From his first lame joke, Paul condescended to his audience by repeatedly underestimating their knowledge of a subject they almost certainly understand better than he does. Institutions like Howard exist in part because much of America once refused to educate blacks and whites together. Paul might as well go to NASA to lecture the scientists on astrophysics.

Also strange is the presumption that somehow Paul was doing something risky or brave by speaking at a historically black college. Howard University is not a Greyhound bus station at midnight. It is way past time for pundits to retire the notion that white politicians deserve extra credit for being willing to talk to a room full of black people. This is, as one Republican once put it, the soft bigotry of low expectations. The history of Republican politics and the conservative movement means that a black audience has every right to be skeptical of the GOP, and that the burden is rightfully on that party to reconcile with black voters. Politicians are supposed to reach out to voters, not the other way around. No more gold stars for attendance.

The official Republican history of race in America should no longer ignore the fact that Republicans abandoned black people after Reconstruction in the name of "reconciliation" between North and South or elide the party's post-1964 embrace of the politics of white racial resentment. That the party that was once the party of Jim Crow now gets upwards of 90 percent of the black vote is not an indictment of the Democratic Party. It is an indictment of the Republican Party.

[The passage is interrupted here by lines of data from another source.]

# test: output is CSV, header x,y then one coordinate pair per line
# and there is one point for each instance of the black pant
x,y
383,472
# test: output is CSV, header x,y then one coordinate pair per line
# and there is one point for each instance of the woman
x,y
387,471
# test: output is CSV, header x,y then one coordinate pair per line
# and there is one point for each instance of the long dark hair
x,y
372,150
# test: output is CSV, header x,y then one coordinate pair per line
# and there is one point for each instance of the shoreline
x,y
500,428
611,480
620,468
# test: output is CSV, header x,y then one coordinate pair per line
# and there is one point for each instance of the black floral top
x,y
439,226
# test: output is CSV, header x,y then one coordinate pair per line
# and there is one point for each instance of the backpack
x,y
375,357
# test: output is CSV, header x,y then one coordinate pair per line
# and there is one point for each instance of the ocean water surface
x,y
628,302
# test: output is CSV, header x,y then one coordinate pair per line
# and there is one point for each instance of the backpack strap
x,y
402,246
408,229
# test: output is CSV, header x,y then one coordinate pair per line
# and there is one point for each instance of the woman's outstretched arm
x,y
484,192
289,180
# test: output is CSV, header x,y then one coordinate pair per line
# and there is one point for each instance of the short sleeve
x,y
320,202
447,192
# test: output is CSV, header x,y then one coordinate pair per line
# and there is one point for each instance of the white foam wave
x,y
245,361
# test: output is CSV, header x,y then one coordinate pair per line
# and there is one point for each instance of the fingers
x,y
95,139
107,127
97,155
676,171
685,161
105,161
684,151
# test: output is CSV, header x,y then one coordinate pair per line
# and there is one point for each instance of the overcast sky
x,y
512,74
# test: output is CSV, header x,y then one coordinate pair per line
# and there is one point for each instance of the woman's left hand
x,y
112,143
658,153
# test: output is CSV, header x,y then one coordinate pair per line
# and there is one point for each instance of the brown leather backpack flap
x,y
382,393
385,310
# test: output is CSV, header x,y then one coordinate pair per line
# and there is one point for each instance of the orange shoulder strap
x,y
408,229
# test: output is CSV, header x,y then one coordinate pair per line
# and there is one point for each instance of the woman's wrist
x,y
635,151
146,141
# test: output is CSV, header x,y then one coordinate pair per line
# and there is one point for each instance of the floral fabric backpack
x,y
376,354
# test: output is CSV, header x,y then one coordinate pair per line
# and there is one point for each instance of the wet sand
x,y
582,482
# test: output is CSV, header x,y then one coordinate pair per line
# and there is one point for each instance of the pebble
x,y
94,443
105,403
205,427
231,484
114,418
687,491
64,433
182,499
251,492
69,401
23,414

Some of Paul's defenders, such as The Atlantic's Conor Friedersdorf, have complained that Paul was unfairly mocked as being "hilariously backward about race," even though Paul's positions on war and drug enforcement are much more progressive than other politicians, including many Democrats. Aside from the fact that the Howard audience was quite receptive to Paul on those issues, it's beside the point. In college, I used to hear all the time from liberals that simply being liberals somehow meant that they couldn't do or say anything racist. Paul wasn't being unfairly mocked for his positions on America's various wars against abstract concepts. He was justifiably mocked for dishonestly condescending to his audience. Having the "correct" politics no more absolves him of that than they would the annoying campus liberals I encountered as a college student.

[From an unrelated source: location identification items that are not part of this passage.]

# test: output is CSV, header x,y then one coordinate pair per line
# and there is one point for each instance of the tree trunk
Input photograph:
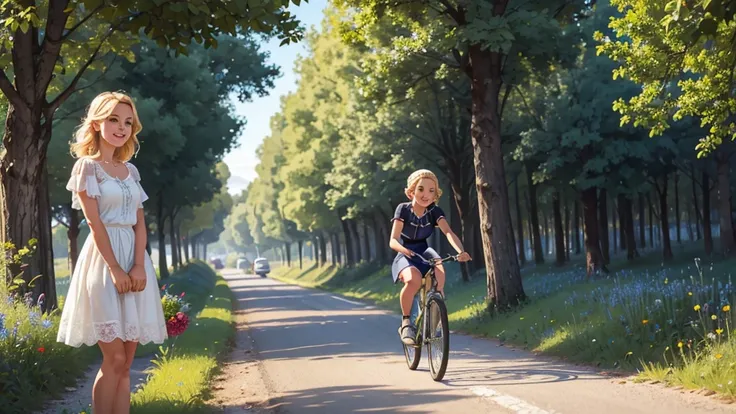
x,y
186,248
356,234
603,225
593,255
664,220
728,244
322,250
616,229
72,235
651,221
534,217
642,225
287,253
545,224
696,204
504,287
707,226
368,256
23,176
173,241
568,244
458,215
576,226
627,224
622,224
559,233
519,225
162,266
300,246
349,257
677,208
46,284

Paul's unorthodox (for a Republican) positions on drug enforcement and national security, and even his recent shift on immigration, make him a better messenger to minority voters than most for Republicans. They reflect an admirable empathy for the marginalized and less powerful that the Republican party in general rarely expresses. Despite its misses, during Paul's Howard speech you could hear the beginnings of a small-government message that might appeal to minorities. But if that message is delivered with a comical underestimation of those who are meant to receive it, then don't be surprised if they toss the envelope in the trash without opening it.